There are also his parents, Ian and Joan, who he visited recently at their home in southern WA. “It was the first time I’d been to see them for two-and-a-half years,” he said. “That’s just appalling. I have no doubt I got the balance wrong.

“In our business, you do run the risk of becoming a bit lost in yourself. I have, anyway. I’ve been guilty of letting what I do dictate the life I lead. I have the chance to do better.”

Brayshaw needed time. This, he said, was the issue at Channel 9, not money. “I’ve never once argued with Nine about money in the whole time I was there,” he said. “None of this dispute had anything to do with money. The money was absolutely fine, right from the start.

“I wanted to have some flexibility to do other things. Nine were clear they weren’t comfortable with that. I understood their position. I don’t leave with any bitterness or resentment. I have enormous regard for the place, great friends and great memories. I wished them well on departure, as they did me.”

Brayshaw had 16 years in television, beginning at Channel 7, 11 years as co-host of Channel 9’s Footy Show, also calling cricket for the network, and nine years as Kangaroos chief. He still has his role as co-host of MMM’s Rush Hour, and a six-year contract to call footy for the station.

Brayshaw said the single highlight of his time at Nine was five years of calling live footy. Though he forged his name as an able first-class cricketer for a decade, this was his dream realised. “Live footy is a special thing,” he said. “It has its own rhythm, especially on TV.”

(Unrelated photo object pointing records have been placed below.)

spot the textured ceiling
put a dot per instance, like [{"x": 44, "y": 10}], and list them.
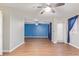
[{"x": 67, "y": 10}]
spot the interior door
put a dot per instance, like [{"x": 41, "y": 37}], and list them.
[
  {"x": 60, "y": 32},
  {"x": 1, "y": 33}
]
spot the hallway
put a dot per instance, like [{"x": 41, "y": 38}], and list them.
[{"x": 43, "y": 47}]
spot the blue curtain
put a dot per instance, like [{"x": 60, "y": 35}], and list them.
[{"x": 71, "y": 23}]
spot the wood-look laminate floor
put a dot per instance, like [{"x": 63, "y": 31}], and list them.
[{"x": 43, "y": 47}]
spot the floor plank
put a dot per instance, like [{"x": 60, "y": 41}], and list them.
[{"x": 43, "y": 47}]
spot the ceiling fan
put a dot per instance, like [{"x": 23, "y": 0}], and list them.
[{"x": 47, "y": 7}]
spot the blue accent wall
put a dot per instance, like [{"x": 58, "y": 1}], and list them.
[{"x": 39, "y": 30}]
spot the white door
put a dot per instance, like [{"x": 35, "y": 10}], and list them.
[
  {"x": 1, "y": 33},
  {"x": 60, "y": 32}
]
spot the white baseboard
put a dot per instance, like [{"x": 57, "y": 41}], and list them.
[
  {"x": 74, "y": 45},
  {"x": 36, "y": 36},
  {"x": 5, "y": 50},
  {"x": 13, "y": 48},
  {"x": 16, "y": 47}
]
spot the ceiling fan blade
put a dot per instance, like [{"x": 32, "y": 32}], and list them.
[{"x": 59, "y": 4}]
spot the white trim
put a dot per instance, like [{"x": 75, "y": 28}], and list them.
[
  {"x": 36, "y": 36},
  {"x": 16, "y": 47},
  {"x": 74, "y": 45},
  {"x": 13, "y": 48},
  {"x": 44, "y": 22},
  {"x": 5, "y": 50}
]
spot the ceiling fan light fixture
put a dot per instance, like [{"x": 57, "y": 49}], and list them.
[{"x": 47, "y": 9}]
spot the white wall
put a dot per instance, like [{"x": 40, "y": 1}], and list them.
[
  {"x": 1, "y": 33},
  {"x": 55, "y": 22},
  {"x": 13, "y": 28},
  {"x": 74, "y": 35}
]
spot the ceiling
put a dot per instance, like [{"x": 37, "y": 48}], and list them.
[{"x": 67, "y": 10}]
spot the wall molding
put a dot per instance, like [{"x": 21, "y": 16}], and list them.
[
  {"x": 16, "y": 47},
  {"x": 74, "y": 45},
  {"x": 13, "y": 48}
]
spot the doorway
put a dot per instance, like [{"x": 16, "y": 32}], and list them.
[{"x": 60, "y": 32}]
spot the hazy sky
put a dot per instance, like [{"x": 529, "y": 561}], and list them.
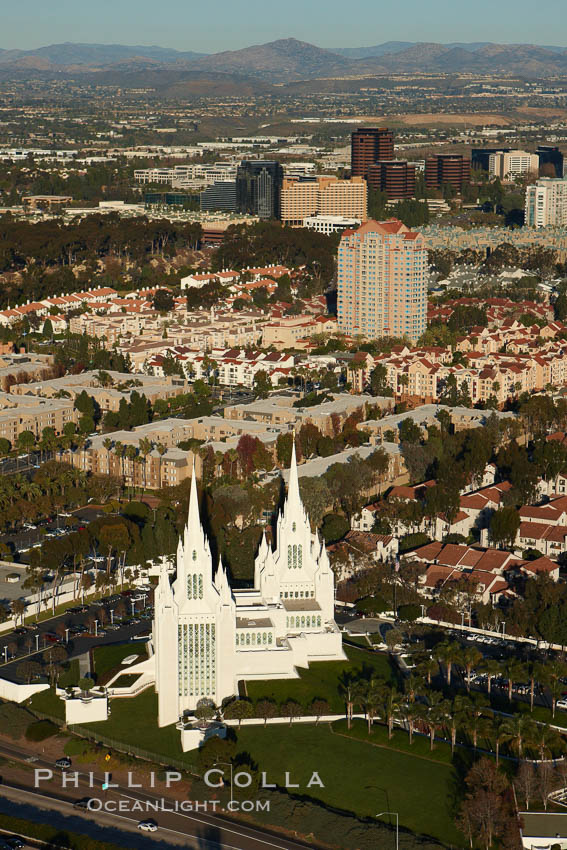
[{"x": 231, "y": 24}]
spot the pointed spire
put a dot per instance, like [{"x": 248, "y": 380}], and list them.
[
  {"x": 293, "y": 484},
  {"x": 193, "y": 521}
]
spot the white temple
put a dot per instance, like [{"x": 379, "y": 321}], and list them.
[{"x": 207, "y": 636}]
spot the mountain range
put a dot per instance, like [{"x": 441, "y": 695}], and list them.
[{"x": 288, "y": 60}]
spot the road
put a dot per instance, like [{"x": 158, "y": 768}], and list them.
[{"x": 200, "y": 830}]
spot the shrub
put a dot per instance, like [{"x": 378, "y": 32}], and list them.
[
  {"x": 409, "y": 612},
  {"x": 372, "y": 605},
  {"x": 14, "y": 720},
  {"x": 41, "y": 730},
  {"x": 412, "y": 541}
]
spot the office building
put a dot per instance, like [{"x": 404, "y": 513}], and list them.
[
  {"x": 220, "y": 196},
  {"x": 258, "y": 188},
  {"x": 368, "y": 145},
  {"x": 208, "y": 636},
  {"x": 546, "y": 203},
  {"x": 510, "y": 164},
  {"x": 330, "y": 223},
  {"x": 550, "y": 161},
  {"x": 447, "y": 169},
  {"x": 381, "y": 281},
  {"x": 324, "y": 196},
  {"x": 395, "y": 177},
  {"x": 480, "y": 157}
]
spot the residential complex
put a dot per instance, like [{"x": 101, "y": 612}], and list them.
[
  {"x": 395, "y": 177},
  {"x": 447, "y": 169},
  {"x": 368, "y": 145},
  {"x": 325, "y": 196},
  {"x": 510, "y": 164},
  {"x": 381, "y": 281},
  {"x": 546, "y": 203}
]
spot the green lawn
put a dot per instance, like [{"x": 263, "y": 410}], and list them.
[
  {"x": 321, "y": 679},
  {"x": 359, "y": 777},
  {"x": 108, "y": 657},
  {"x": 48, "y": 703},
  {"x": 71, "y": 675}
]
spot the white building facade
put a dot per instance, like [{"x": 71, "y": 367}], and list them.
[
  {"x": 546, "y": 203},
  {"x": 208, "y": 636}
]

But sometimes, the broadcaster knew what only the footy club chairman should, and he slept uneasily. “There were definitely times when it was tough, especially when the brown stuff hit the fan,” he said. “You had to walk a fine line between doing what was right for the club and also being honest. There were times when that was very difficult.”

Brayshaw admits to having been an ingenue in the North job when it fell to him, having led the resistance to an AFL-engineered move to the Gold Coast. He is proud of what has ensued.

“We took over something that was in a pretty parlous state and it is now a very, very well-performed business,” he said. North didn’t win a flag in his time, but nor did 12 other clubs. “Otherwise, when you look at the health of the club now, I defy anyone to say it would have been a good option to leave,” he said.

Inescapably, Brayshaw has lived in, and enjoyed, a blokey world. At times, this has led to uncomfortable pinches, on the Footy Show and most recently in so-called Caro-gate.

Brayshaw said the football industry had only by degrees come to a realisation that women were not merely extras in the show. “When I started in the ’90s. there was no appropriate understanding of that,” he said. “There is now.”

His conscience was clear, he said. “I don’t think I have a misogynist bone in my body. I have great relationships with all the women in my life, including my ex-wife, my partner now, my mum, my sister when she was with us. I worship all those people for different reasons.

“But having said that, I continue to learn about the appropriate way to broadcast every day. I’m not arrogant enough to think I haven’t got lots to learn in lots of ways as a broadcaster.”

In the many-mirrored modern sports landscape, a broadcaster now is as much opined upon as he/she opines. “I can’t remember a time when there has been so much commentary on commentators,” Brayshaw said. Years ago, Ian Chappell said to him that he could only ever please half the people. Then, Brayshaw thought Chappell was exaggerating. Now he knows he was not, and accepts it.

“I will say that the one thing you can’t be in 2016 is vanilla,” he said. “You can’t sit on the fence. You’ve got to have an opinion. If people like it, great. If they don’t, great. But that’s so much better than not caring.”

A broadcaster also needed a thick skin, he said. Ten years of first-class cricket meant that he came to the job with the necessary hide. “I love Merv Hughes. I loved every minute of playing against him. He’s a great friend now,” Brayshaw said. “But if I took offence at everything he said to me on the cricket field, I’d still be sucking my thumb in the corner.”